その時、僕はまたしても“僕”の視線を感じた。それはこれまでの視線と違い、圧倒的な物量で僕に襲いかかった。何十人もの悪意と憎悪が束になって僕に突き刺さり、その圧迫感に僕は恐怖した。
視線は、床の辺りから発せられていた。僕は恐る恐る視線の元へと目を向けた。
そこには、数え切れない程の“僕”がいた。床の上に散らばった夥しいガラスや鏡の破片――その中から無数の“僕”が、僕を睨みつけていた。
そのあまりの光景に、僕は喉も裂けんばかりに絶叫した。
「よう」
「ああ、課長。お疲れ様です」
「死体(ホトケ)が出たって?」
「ええ、この部屋です。足元に気をつけて下さい」
「こいつは――」
課長は室内の惨状に言葉を失った。床の至る所にガラスや鏡の破片が散らばり、その中で若い男が仰向けのまま絶命していた。

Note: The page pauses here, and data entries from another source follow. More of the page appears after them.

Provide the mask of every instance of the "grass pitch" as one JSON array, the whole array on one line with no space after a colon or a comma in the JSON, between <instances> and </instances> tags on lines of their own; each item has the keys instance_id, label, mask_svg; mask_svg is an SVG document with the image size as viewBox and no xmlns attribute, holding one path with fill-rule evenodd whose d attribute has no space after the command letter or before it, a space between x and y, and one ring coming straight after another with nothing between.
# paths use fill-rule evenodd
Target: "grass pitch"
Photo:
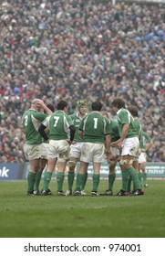
<instances>
[{"instance_id":1,"label":"grass pitch","mask_svg":"<svg viewBox=\"0 0 165 256\"><path fill-rule=\"evenodd\" d=\"M165 181L148 184L145 195L139 197L30 197L26 181L1 181L0 237L164 238ZM98 193L107 187L108 181L101 180ZM91 187L88 181L88 195ZM117 180L114 193L120 188ZM50 189L56 194L55 180Z\"/></svg>"}]
</instances>

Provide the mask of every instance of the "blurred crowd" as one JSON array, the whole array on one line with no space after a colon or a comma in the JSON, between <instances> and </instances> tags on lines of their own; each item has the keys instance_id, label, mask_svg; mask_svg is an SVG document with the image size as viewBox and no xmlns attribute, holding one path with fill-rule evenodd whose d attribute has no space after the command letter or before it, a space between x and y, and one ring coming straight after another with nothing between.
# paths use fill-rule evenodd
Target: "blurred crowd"
<instances>
[{"instance_id":1,"label":"blurred crowd","mask_svg":"<svg viewBox=\"0 0 165 256\"><path fill-rule=\"evenodd\" d=\"M139 110L165 161L165 5L96 0L0 2L0 162L25 162L23 112L34 98L68 113L115 97Z\"/></svg>"}]
</instances>

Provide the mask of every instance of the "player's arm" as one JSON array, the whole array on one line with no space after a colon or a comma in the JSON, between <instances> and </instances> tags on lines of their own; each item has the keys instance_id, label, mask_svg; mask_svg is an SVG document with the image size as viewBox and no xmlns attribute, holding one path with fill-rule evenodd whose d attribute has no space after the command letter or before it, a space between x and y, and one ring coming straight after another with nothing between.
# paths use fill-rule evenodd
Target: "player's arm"
<instances>
[{"instance_id":1,"label":"player's arm","mask_svg":"<svg viewBox=\"0 0 165 256\"><path fill-rule=\"evenodd\" d=\"M70 129L70 142L73 142L75 137L75 133L76 133L76 127L75 125L72 124L69 126L69 129Z\"/></svg>"},{"instance_id":2,"label":"player's arm","mask_svg":"<svg viewBox=\"0 0 165 256\"><path fill-rule=\"evenodd\" d=\"M37 104L41 106L44 110L44 112L47 114L51 114L52 111L44 103L42 100L37 99Z\"/></svg>"},{"instance_id":3,"label":"player's arm","mask_svg":"<svg viewBox=\"0 0 165 256\"><path fill-rule=\"evenodd\" d=\"M78 135L82 138L83 134L84 134L83 131L79 129L77 133L78 133Z\"/></svg>"},{"instance_id":4,"label":"player's arm","mask_svg":"<svg viewBox=\"0 0 165 256\"><path fill-rule=\"evenodd\" d=\"M45 126L43 123L41 123L41 125L38 128L38 133L41 134L41 136L44 138L45 141L48 140L48 137L46 133L46 126Z\"/></svg>"},{"instance_id":5,"label":"player's arm","mask_svg":"<svg viewBox=\"0 0 165 256\"><path fill-rule=\"evenodd\" d=\"M152 140L148 143L148 144L145 146L145 148L142 149L142 152L148 151L151 146L153 145Z\"/></svg>"},{"instance_id":6,"label":"player's arm","mask_svg":"<svg viewBox=\"0 0 165 256\"><path fill-rule=\"evenodd\" d=\"M121 148L121 144L122 144L124 139L128 135L129 128L129 123L124 123L120 138L118 141L112 143L111 146Z\"/></svg>"}]
</instances>

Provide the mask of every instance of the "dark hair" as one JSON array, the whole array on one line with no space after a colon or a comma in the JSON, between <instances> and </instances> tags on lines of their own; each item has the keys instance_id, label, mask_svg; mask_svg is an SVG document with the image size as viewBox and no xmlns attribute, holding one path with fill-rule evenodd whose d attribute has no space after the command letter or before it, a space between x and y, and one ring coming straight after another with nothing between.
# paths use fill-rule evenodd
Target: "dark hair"
<instances>
[{"instance_id":1,"label":"dark hair","mask_svg":"<svg viewBox=\"0 0 165 256\"><path fill-rule=\"evenodd\" d=\"M47 104L46 105L47 108L49 108L49 110L51 110L52 112L55 112L55 107L52 104Z\"/></svg>"},{"instance_id":2,"label":"dark hair","mask_svg":"<svg viewBox=\"0 0 165 256\"><path fill-rule=\"evenodd\" d=\"M60 101L57 103L57 110L58 111L63 111L67 107L67 102L66 101Z\"/></svg>"},{"instance_id":3,"label":"dark hair","mask_svg":"<svg viewBox=\"0 0 165 256\"><path fill-rule=\"evenodd\" d=\"M117 107L119 110L121 108L125 108L125 102L122 99L120 98L116 98L112 103L111 103L112 107Z\"/></svg>"},{"instance_id":4,"label":"dark hair","mask_svg":"<svg viewBox=\"0 0 165 256\"><path fill-rule=\"evenodd\" d=\"M102 109L102 103L100 101L94 101L92 103L92 111L100 112Z\"/></svg>"},{"instance_id":5,"label":"dark hair","mask_svg":"<svg viewBox=\"0 0 165 256\"><path fill-rule=\"evenodd\" d=\"M134 105L130 105L128 107L128 111L133 115L133 116L139 116L138 114L138 108Z\"/></svg>"}]
</instances>

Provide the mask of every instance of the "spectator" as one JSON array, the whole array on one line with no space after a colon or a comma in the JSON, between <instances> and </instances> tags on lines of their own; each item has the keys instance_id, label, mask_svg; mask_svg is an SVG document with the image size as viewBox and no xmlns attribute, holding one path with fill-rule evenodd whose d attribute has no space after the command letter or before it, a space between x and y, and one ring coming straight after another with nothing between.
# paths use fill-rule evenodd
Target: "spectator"
<instances>
[{"instance_id":1,"label":"spectator","mask_svg":"<svg viewBox=\"0 0 165 256\"><path fill-rule=\"evenodd\" d=\"M9 2L0 4L1 127L11 134L1 131L1 139L7 140L7 161L17 162L12 131L35 98L54 105L63 99L73 113L79 95L89 104L100 101L108 112L109 102L122 96L129 105L136 102L144 130L165 151L165 27L160 4ZM22 150L23 136L19 139ZM3 145L3 155L4 150ZM161 153L154 150L148 160L161 161Z\"/></svg>"}]
</instances>

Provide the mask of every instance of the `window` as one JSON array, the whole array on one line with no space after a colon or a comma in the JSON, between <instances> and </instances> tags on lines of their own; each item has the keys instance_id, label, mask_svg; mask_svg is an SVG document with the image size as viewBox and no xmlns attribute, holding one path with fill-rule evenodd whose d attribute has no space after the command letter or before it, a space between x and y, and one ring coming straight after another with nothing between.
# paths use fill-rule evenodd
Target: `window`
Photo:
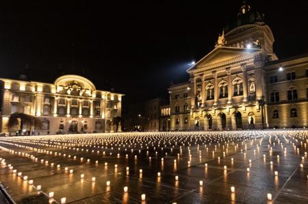
<instances>
[{"instance_id":1,"label":"window","mask_svg":"<svg viewBox=\"0 0 308 204\"><path fill-rule=\"evenodd\" d=\"M70 114L73 116L77 116L78 113L77 109L76 107L72 107L70 109Z\"/></svg>"},{"instance_id":2,"label":"window","mask_svg":"<svg viewBox=\"0 0 308 204\"><path fill-rule=\"evenodd\" d=\"M188 104L187 103L184 105L184 112L188 112Z\"/></svg>"},{"instance_id":3,"label":"window","mask_svg":"<svg viewBox=\"0 0 308 204\"><path fill-rule=\"evenodd\" d=\"M271 76L270 77L270 83L276 83L278 81L278 77L277 76Z\"/></svg>"},{"instance_id":4,"label":"window","mask_svg":"<svg viewBox=\"0 0 308 204\"><path fill-rule=\"evenodd\" d=\"M234 84L233 96L241 96L243 94L243 83Z\"/></svg>"},{"instance_id":5,"label":"window","mask_svg":"<svg viewBox=\"0 0 308 204\"><path fill-rule=\"evenodd\" d=\"M296 108L291 109L290 117L291 118L297 117L297 112Z\"/></svg>"},{"instance_id":6,"label":"window","mask_svg":"<svg viewBox=\"0 0 308 204\"><path fill-rule=\"evenodd\" d=\"M175 106L175 112L179 113L179 105Z\"/></svg>"},{"instance_id":7,"label":"window","mask_svg":"<svg viewBox=\"0 0 308 204\"><path fill-rule=\"evenodd\" d=\"M50 107L49 105L44 105L43 115L48 116L50 114Z\"/></svg>"},{"instance_id":8,"label":"window","mask_svg":"<svg viewBox=\"0 0 308 204\"><path fill-rule=\"evenodd\" d=\"M188 119L187 118L185 118L184 123L185 123L185 124L188 123Z\"/></svg>"},{"instance_id":9,"label":"window","mask_svg":"<svg viewBox=\"0 0 308 204\"><path fill-rule=\"evenodd\" d=\"M295 78L296 78L295 72L292 72L291 73L287 74L287 80L295 79Z\"/></svg>"},{"instance_id":10,"label":"window","mask_svg":"<svg viewBox=\"0 0 308 204\"><path fill-rule=\"evenodd\" d=\"M272 92L270 94L270 102L279 102L279 92Z\"/></svg>"},{"instance_id":11,"label":"window","mask_svg":"<svg viewBox=\"0 0 308 204\"><path fill-rule=\"evenodd\" d=\"M49 97L45 97L45 98L44 99L44 103L50 103L50 98L49 98Z\"/></svg>"},{"instance_id":12,"label":"window","mask_svg":"<svg viewBox=\"0 0 308 204\"><path fill-rule=\"evenodd\" d=\"M89 106L89 101L84 101L83 105L84 105L84 106Z\"/></svg>"},{"instance_id":13,"label":"window","mask_svg":"<svg viewBox=\"0 0 308 204\"><path fill-rule=\"evenodd\" d=\"M272 114L273 118L279 118L279 113L278 112L278 110L274 110Z\"/></svg>"},{"instance_id":14,"label":"window","mask_svg":"<svg viewBox=\"0 0 308 204\"><path fill-rule=\"evenodd\" d=\"M14 101L14 102L18 102L19 101L19 96L18 96L18 95L13 95L13 99L12 99L12 101Z\"/></svg>"},{"instance_id":15,"label":"window","mask_svg":"<svg viewBox=\"0 0 308 204\"><path fill-rule=\"evenodd\" d=\"M25 102L28 102L28 103L31 102L31 97L30 97L30 96L26 95L25 97Z\"/></svg>"},{"instance_id":16,"label":"window","mask_svg":"<svg viewBox=\"0 0 308 204\"><path fill-rule=\"evenodd\" d=\"M65 105L65 99L59 99L59 104L60 105Z\"/></svg>"},{"instance_id":17,"label":"window","mask_svg":"<svg viewBox=\"0 0 308 204\"><path fill-rule=\"evenodd\" d=\"M95 110L95 116L101 116L101 110L99 109L97 109Z\"/></svg>"},{"instance_id":18,"label":"window","mask_svg":"<svg viewBox=\"0 0 308 204\"><path fill-rule=\"evenodd\" d=\"M57 111L60 115L64 115L66 113L66 110L64 107L60 107L57 109Z\"/></svg>"},{"instance_id":19,"label":"window","mask_svg":"<svg viewBox=\"0 0 308 204\"><path fill-rule=\"evenodd\" d=\"M77 100L72 100L72 105L77 105Z\"/></svg>"},{"instance_id":20,"label":"window","mask_svg":"<svg viewBox=\"0 0 308 204\"><path fill-rule=\"evenodd\" d=\"M16 113L17 112L17 106L16 105L11 105L11 114Z\"/></svg>"},{"instance_id":21,"label":"window","mask_svg":"<svg viewBox=\"0 0 308 204\"><path fill-rule=\"evenodd\" d=\"M89 115L89 110L88 110L88 108L84 108L82 110L82 114L84 116L88 116Z\"/></svg>"},{"instance_id":22,"label":"window","mask_svg":"<svg viewBox=\"0 0 308 204\"><path fill-rule=\"evenodd\" d=\"M287 100L297 100L297 90L296 89L287 90Z\"/></svg>"},{"instance_id":23,"label":"window","mask_svg":"<svg viewBox=\"0 0 308 204\"><path fill-rule=\"evenodd\" d=\"M179 118L177 118L177 120L175 120L175 125L179 125Z\"/></svg>"}]
</instances>

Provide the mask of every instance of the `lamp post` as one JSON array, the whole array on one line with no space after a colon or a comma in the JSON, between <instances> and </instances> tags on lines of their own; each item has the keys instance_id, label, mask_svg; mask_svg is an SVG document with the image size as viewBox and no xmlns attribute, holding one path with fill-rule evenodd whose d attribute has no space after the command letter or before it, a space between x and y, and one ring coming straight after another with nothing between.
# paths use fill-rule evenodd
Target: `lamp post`
<instances>
[{"instance_id":1,"label":"lamp post","mask_svg":"<svg viewBox=\"0 0 308 204\"><path fill-rule=\"evenodd\" d=\"M264 116L263 114L263 107L264 106L264 99L262 97L262 99L260 100L258 100L259 101L259 108L260 108L261 106L261 115L262 117L262 129L264 129Z\"/></svg>"}]
</instances>

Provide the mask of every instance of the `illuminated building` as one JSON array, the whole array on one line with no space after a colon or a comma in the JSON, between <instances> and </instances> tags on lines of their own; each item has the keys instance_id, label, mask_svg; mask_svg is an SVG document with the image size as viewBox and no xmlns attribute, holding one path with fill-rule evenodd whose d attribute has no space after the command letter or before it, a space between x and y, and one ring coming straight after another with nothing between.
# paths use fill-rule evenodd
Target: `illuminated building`
<instances>
[{"instance_id":1,"label":"illuminated building","mask_svg":"<svg viewBox=\"0 0 308 204\"><path fill-rule=\"evenodd\" d=\"M278 60L264 15L243 5L215 48L168 89L171 130L308 125L308 55Z\"/></svg>"},{"instance_id":2,"label":"illuminated building","mask_svg":"<svg viewBox=\"0 0 308 204\"><path fill-rule=\"evenodd\" d=\"M39 118L42 127L34 129L40 134L114 131L112 120L121 116L123 94L97 90L81 76L64 75L54 84L10 79L0 81L1 132L19 129L16 125L9 129L7 125L10 116L16 112ZM23 129L28 131L33 127L24 125Z\"/></svg>"}]
</instances>

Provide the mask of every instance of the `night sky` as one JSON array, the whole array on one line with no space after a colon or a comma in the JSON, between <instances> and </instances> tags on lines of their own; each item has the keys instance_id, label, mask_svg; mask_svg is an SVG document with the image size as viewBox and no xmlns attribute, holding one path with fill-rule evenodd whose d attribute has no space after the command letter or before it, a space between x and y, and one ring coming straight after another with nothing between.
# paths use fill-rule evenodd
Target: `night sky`
<instances>
[{"instance_id":1,"label":"night sky","mask_svg":"<svg viewBox=\"0 0 308 204\"><path fill-rule=\"evenodd\" d=\"M29 79L52 83L62 73L81 75L97 89L125 94L126 105L164 97L170 83L188 80L188 64L214 48L242 5L235 0L94 2L27 1L27 11L0 12L0 77L16 78L27 64ZM279 58L308 52L308 1L247 2L265 14Z\"/></svg>"}]
</instances>

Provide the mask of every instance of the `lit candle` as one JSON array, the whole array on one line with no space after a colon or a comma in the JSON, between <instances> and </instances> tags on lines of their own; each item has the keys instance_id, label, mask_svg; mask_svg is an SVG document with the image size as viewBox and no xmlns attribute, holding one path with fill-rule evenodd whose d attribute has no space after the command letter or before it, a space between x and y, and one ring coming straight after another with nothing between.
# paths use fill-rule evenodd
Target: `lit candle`
<instances>
[{"instance_id":1,"label":"lit candle","mask_svg":"<svg viewBox=\"0 0 308 204\"><path fill-rule=\"evenodd\" d=\"M145 194L141 194L141 201L145 201Z\"/></svg>"},{"instance_id":2,"label":"lit candle","mask_svg":"<svg viewBox=\"0 0 308 204\"><path fill-rule=\"evenodd\" d=\"M268 193L268 200L272 201L272 194Z\"/></svg>"}]
</instances>

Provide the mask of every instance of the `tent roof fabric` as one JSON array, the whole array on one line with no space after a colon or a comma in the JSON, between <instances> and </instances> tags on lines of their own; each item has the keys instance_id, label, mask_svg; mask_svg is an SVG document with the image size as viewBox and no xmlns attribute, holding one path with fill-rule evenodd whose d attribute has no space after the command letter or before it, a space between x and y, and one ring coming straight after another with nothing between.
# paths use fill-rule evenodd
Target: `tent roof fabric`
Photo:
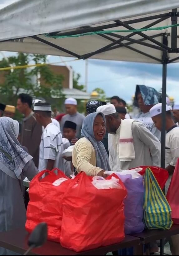
<instances>
[{"instance_id":1,"label":"tent roof fabric","mask_svg":"<svg viewBox=\"0 0 179 256\"><path fill-rule=\"evenodd\" d=\"M152 63L162 63L164 51L167 52L169 60L177 57L177 61L179 54L172 53L171 49L171 28L145 31L143 32L144 38L142 34L136 33L129 41L126 37L123 39L120 45L114 42L119 40L120 36L127 37L131 32L60 39L45 37L43 34L75 32L89 26L107 25L107 30L126 30L128 26L130 29L139 29L150 27L151 23L152 27L168 26L171 24L172 9L178 6L178 0L14 0L0 9L0 41L2 41L0 50L79 58L85 58L88 57L85 55L93 52L88 57ZM177 13L175 15L177 17ZM151 16L153 18L146 20L146 17ZM136 22L138 19L134 21L141 18L139 22ZM179 27L176 29L178 31ZM152 42L149 37L153 38ZM164 49L161 44L164 37L167 37L168 46ZM3 42L7 40L10 41ZM143 42L146 45L142 45ZM108 51L96 53L112 43Z\"/></svg>"}]
</instances>

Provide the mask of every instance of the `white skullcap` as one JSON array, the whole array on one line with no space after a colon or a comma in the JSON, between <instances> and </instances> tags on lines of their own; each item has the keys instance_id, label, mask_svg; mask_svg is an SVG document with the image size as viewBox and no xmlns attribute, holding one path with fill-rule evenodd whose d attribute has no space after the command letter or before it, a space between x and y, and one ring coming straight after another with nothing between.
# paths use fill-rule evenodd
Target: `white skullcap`
<instances>
[{"instance_id":1,"label":"white skullcap","mask_svg":"<svg viewBox=\"0 0 179 256\"><path fill-rule=\"evenodd\" d=\"M96 110L97 112L102 112L104 116L112 115L116 113L116 109L113 104L109 104L104 106L98 107Z\"/></svg>"},{"instance_id":2,"label":"white skullcap","mask_svg":"<svg viewBox=\"0 0 179 256\"><path fill-rule=\"evenodd\" d=\"M68 104L69 105L77 105L77 101L73 98L68 98L66 99L65 101L65 104Z\"/></svg>"},{"instance_id":3,"label":"white skullcap","mask_svg":"<svg viewBox=\"0 0 179 256\"><path fill-rule=\"evenodd\" d=\"M168 97L166 97L166 103L168 106L169 106L170 104L170 101Z\"/></svg>"},{"instance_id":4,"label":"white skullcap","mask_svg":"<svg viewBox=\"0 0 179 256\"><path fill-rule=\"evenodd\" d=\"M173 110L179 110L179 104L175 104L173 107Z\"/></svg>"},{"instance_id":5,"label":"white skullcap","mask_svg":"<svg viewBox=\"0 0 179 256\"><path fill-rule=\"evenodd\" d=\"M166 111L169 111L171 109L170 106L166 105ZM155 116L162 114L162 103L158 103L154 105L149 110L150 116L151 117Z\"/></svg>"}]
</instances>

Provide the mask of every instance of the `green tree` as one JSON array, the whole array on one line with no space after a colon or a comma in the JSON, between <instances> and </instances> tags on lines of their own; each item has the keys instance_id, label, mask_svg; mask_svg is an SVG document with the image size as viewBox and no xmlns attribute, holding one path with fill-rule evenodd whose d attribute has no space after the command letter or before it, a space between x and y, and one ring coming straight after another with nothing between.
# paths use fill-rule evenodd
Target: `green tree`
<instances>
[{"instance_id":1,"label":"green tree","mask_svg":"<svg viewBox=\"0 0 179 256\"><path fill-rule=\"evenodd\" d=\"M19 53L17 55L3 58L0 67L46 63L46 56L40 54ZM54 74L48 65L0 71L5 78L0 81L0 102L5 104L16 105L18 95L21 92L28 93L34 97L41 97L52 102L52 96L63 97L62 75ZM40 74L40 82L39 74Z\"/></svg>"},{"instance_id":2,"label":"green tree","mask_svg":"<svg viewBox=\"0 0 179 256\"><path fill-rule=\"evenodd\" d=\"M77 89L80 91L85 91L85 86L83 85L80 85L79 80L81 77L80 74L78 73L75 74L75 72L73 73L73 87L75 89Z\"/></svg>"},{"instance_id":3,"label":"green tree","mask_svg":"<svg viewBox=\"0 0 179 256\"><path fill-rule=\"evenodd\" d=\"M95 91L99 94L99 100L104 101L106 99L106 93L104 90L101 88L96 88L93 91Z\"/></svg>"}]
</instances>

その死顔は、凄まじい形相をしていた。目と口が裂けんばかりに大きく開かれ、歪んでいた。
「……凄え死顔だな。こんな死顔のホトケは見た事がねえな」
「ホトケはこの部屋の住人です。隣の部屋の住人がガラスの割れる音と、男の叫び声を聞いてこの部屋に駆けつけ、ホトケを発見しました」
「ホトケの死因は?」
「検死官の先生が言うには、詳しい事は解剖してみないと分からないそうですが、ホトケの身体には外傷や致命傷が見られなかったそうなので、ショック死じゃないかと。」
「ショック死か……成程ね。それなら、この死顔にも納得出来るな」
「それにしても……ホトケの身に何があったんでしょうか」
「さあてなあ、皆目見当が付かんな。だが、これだけは言えるよ。きっとホトケさんは、俺達の想像もつかない様な恐ろしいモノでも見ちまったんだ。そうじゃなきゃ、こんな死顔にならんよ」
「恐ろしいモノ……いったいなんでしょう?」
「さあてなあ――」
課長は、床の上に散らばった鏡やガラスの破片に目を落とし、じっと考えた。